Cotton announced that he plans to soon introduce a bill cleanly reauthorizing the provision.

Privacy and civil liberties advocates have argued that Section 702 should be restricted, particularly taking issue with the incidental collection on Americans who have contact with foreign targets of intelligence activities. Americans who are swept up in these intelligence activities are subject to rules that conceal their identities, unless an exception is made in order to understand the value of the intelligence.

The debate over foreign intelligence collection has been influenced by allegations that associates of President Trump were incidentally swept up in intelligence activities after the election. Bloomberg reported this month that former Obama national security adviser Susan Rice asked that identities of Trump associates be “unmasked” in raw intelligence reports on several occasions, although multiple reports have since said that no evidence emerged that Rice acted illegally.

While Rice has insisted she did nothing wrong, Republicans have seized on the reports to suggest that officials in the Obama administration may have been politically motivated to “unmask” members of Trump’s transition or campaign who appeared in intelligence reports.

They have also connected the allegations to media leaks about intelligence on Trump associates, particularly Michael Flynn, who resigned from his post as national security adviser in February after reports he had mislead Vice President Pence about his contacts with Russian Ambassador Sergey Kislyak.

Still, it is unlikely that Flynn had his communications swept up under Section 702, with collection under a traditional FISA application more likely.

Cotton expressed concern that a clean reauthorization of Section 702 could face obstacles because of the controversy surrounding the program.   

“Along the same lines that Edward Snowden’s disclosures continue to reverberate, I do worry that potential misconduct by Obama administration officials might make it harder to reauthorize this very important program,” Cotton told The Hill. 

“That’s one reason why I think it’s important that the intelligence committees get to the bottom of it quickly and make as much of our conclusions public as possible so we don’t have this very important legislative debate disrupted by unproven allegations,” he said.

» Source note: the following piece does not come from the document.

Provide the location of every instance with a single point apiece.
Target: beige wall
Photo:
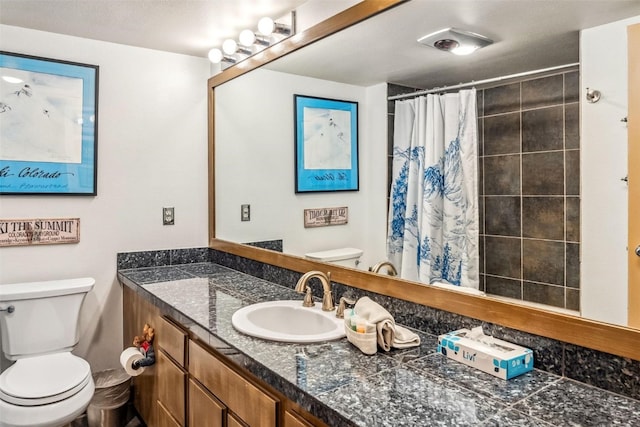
(152, 152)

Cotton noted that, even if Rice's requests to “unmask” the names of Americans were appropriate, leaking the material to the media would be inappropriate and potentially illegal.

The Senate Intelligence Committee is investigating the matter as part of its investigation into Russian election interference, which is also exploring whether there was any collusion between the Trump campaign and Moscow.

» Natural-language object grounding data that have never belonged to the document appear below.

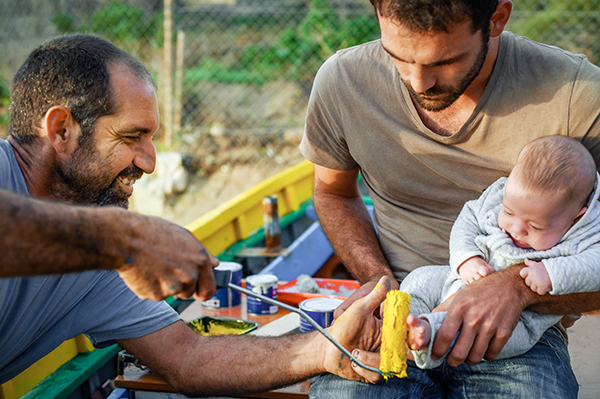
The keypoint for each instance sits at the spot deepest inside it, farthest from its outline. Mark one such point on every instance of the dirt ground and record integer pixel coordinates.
(204, 193)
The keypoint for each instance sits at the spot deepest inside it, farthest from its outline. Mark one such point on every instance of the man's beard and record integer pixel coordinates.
(449, 94)
(81, 179)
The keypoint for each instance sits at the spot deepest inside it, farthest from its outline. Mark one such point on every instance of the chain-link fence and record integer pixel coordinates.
(235, 83)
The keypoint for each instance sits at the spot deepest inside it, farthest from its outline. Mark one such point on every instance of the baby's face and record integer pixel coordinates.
(535, 220)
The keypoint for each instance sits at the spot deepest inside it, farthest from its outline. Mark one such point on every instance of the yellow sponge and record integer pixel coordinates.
(394, 333)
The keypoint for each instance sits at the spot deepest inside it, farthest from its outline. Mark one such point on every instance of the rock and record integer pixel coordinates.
(151, 191)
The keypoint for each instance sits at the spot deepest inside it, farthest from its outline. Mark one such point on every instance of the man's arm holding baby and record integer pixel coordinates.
(487, 311)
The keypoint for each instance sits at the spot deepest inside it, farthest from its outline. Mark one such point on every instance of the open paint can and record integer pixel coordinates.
(320, 310)
(226, 297)
(262, 284)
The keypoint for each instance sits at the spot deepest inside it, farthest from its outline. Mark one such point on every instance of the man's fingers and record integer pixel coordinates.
(374, 299)
(206, 286)
(369, 359)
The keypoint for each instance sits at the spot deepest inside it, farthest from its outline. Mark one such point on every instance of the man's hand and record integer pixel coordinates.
(363, 291)
(536, 277)
(485, 313)
(473, 269)
(167, 260)
(359, 332)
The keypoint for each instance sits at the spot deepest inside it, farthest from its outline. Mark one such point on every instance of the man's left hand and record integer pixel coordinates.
(485, 313)
(359, 332)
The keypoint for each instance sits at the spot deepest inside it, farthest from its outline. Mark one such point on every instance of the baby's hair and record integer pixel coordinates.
(557, 164)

Cotton told The Hill that the committee has sent letters to government officials and members of the Trump campaign asking them to preserve emails and documents.

“We’ve sent preservation letters to numerous people in both the government and from the Trump campaign,” Cotton said. “We’ve taken all the necessary and prudent steps to preserve evidence as necessary and we’re obviously furthest along in the first set of issues.”

Cotton said the committee has been focused on reviewing the raw intelligence that went into the intelligence community’s January assessment on Russian interference in the election.

While the leaders of the Senate investigation have made a show of bipartisanship, Yahoo News reported on Monday that the probe, like the House Intelligence Committee's separate investigation, has been stalled by partisan divisions.